About this Research
FHIR Medication Reconciliation — Serialisation Strategy Benchmark
The Problem
Medication reconciliation is the clinical process of producing an accurate current medication list from a patient's health records. It is one of the most error-prone steps in care — when patients are transferred or discharged, an incorrect list can cause drug interactions, missed doses, or wrong prescriptions.
Large language models can read months or years of medication records and produce a summarised current list far faster than a human can. But two failure modes matter critically:
Hallucination
The model lists a medication that is not in the source data. Can be caught on manual review.
Omission — the more dangerous failure
The model misses an active medication. May be silently carried forward, causing harm.
The Research Hypothesis
Both failure modes are significantly influenced not by which model you use, but by how the source data is formatted before it is given to the model.
FHIR R4 — the international standard for electronic health records — stores data as deeply nested JSON with numeric codes from medical ontologies (RxNorm, SNOMED, LOINC). This is not a format language models were trained to reason over naturally. We believe the serialisation step is a dominant variable that has not been systematically studied.
Core Research Questions
- Q1Does serialisation strategy matter more than model size? A 3.8B model with a well-formatted input might outperform a 70B model given raw FHIR JSON.
- Q2Which format is safest for omission? Recall — not missing active medications — is the priority metric in a clinical setting.

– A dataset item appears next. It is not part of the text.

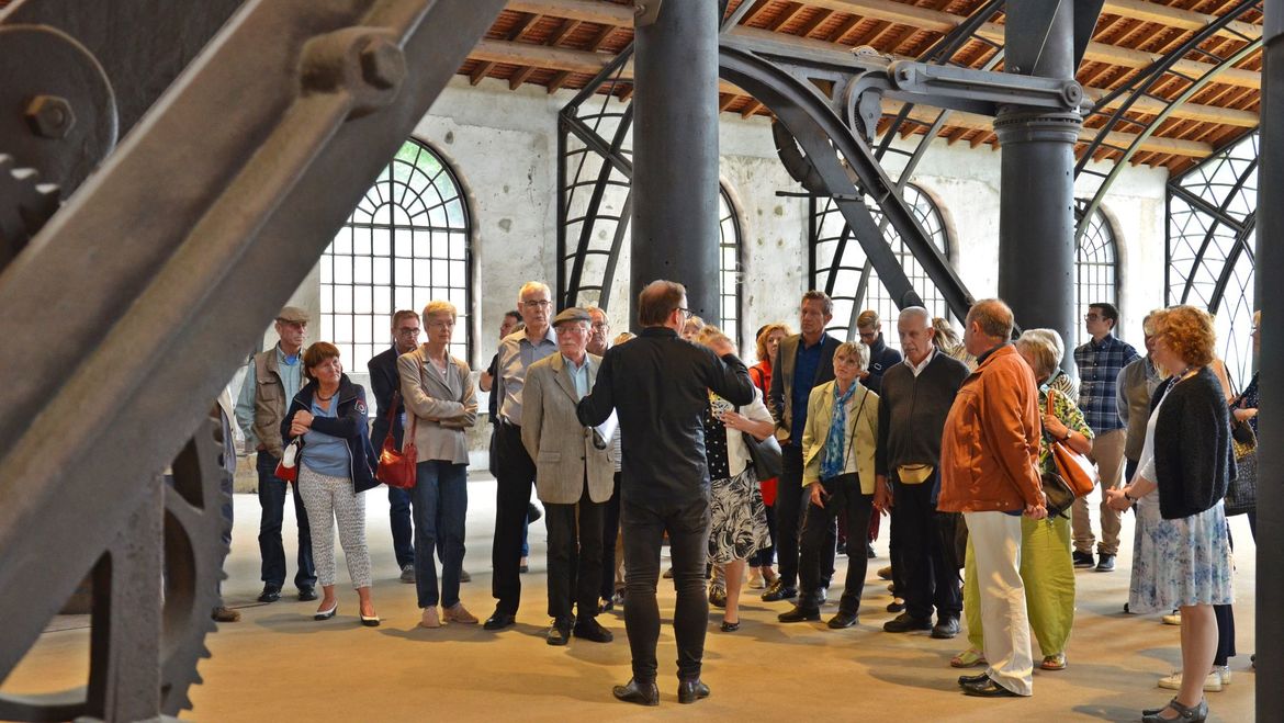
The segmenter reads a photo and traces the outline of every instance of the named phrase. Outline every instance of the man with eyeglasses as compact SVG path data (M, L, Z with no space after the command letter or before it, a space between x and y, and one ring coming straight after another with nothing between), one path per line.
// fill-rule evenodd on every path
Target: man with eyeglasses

- Q3Does biomedical domain pretraining help? BioMistral was trained on medical literature. Does that give it an advantage over a general-purpose model of the same size?
- Q4At what history length do models start failing? Patients with many years of records accumulate hundreds of medication entries. Does recall degrade with history length?
The Dataset
All experiments use synthetic patient data generated by Synthea, an open-source patient simulator developed by MITRE Corporation. No real patient data is used at any point.
Because the ground truth is known exactly — we generated the data — model accuracy can be measured with mathematical precision, with no need for human annotation.
Patients
200+
Min. history
3 years
Population
Elderly adults
Ground truth
status == active
The Four Serialisation Strategies
The central experimental variable is how each patient's FHIR R4 JSON bundle is converted into text before being sent to the model. All four strategies are given the same instruction prompt — only the input format changes.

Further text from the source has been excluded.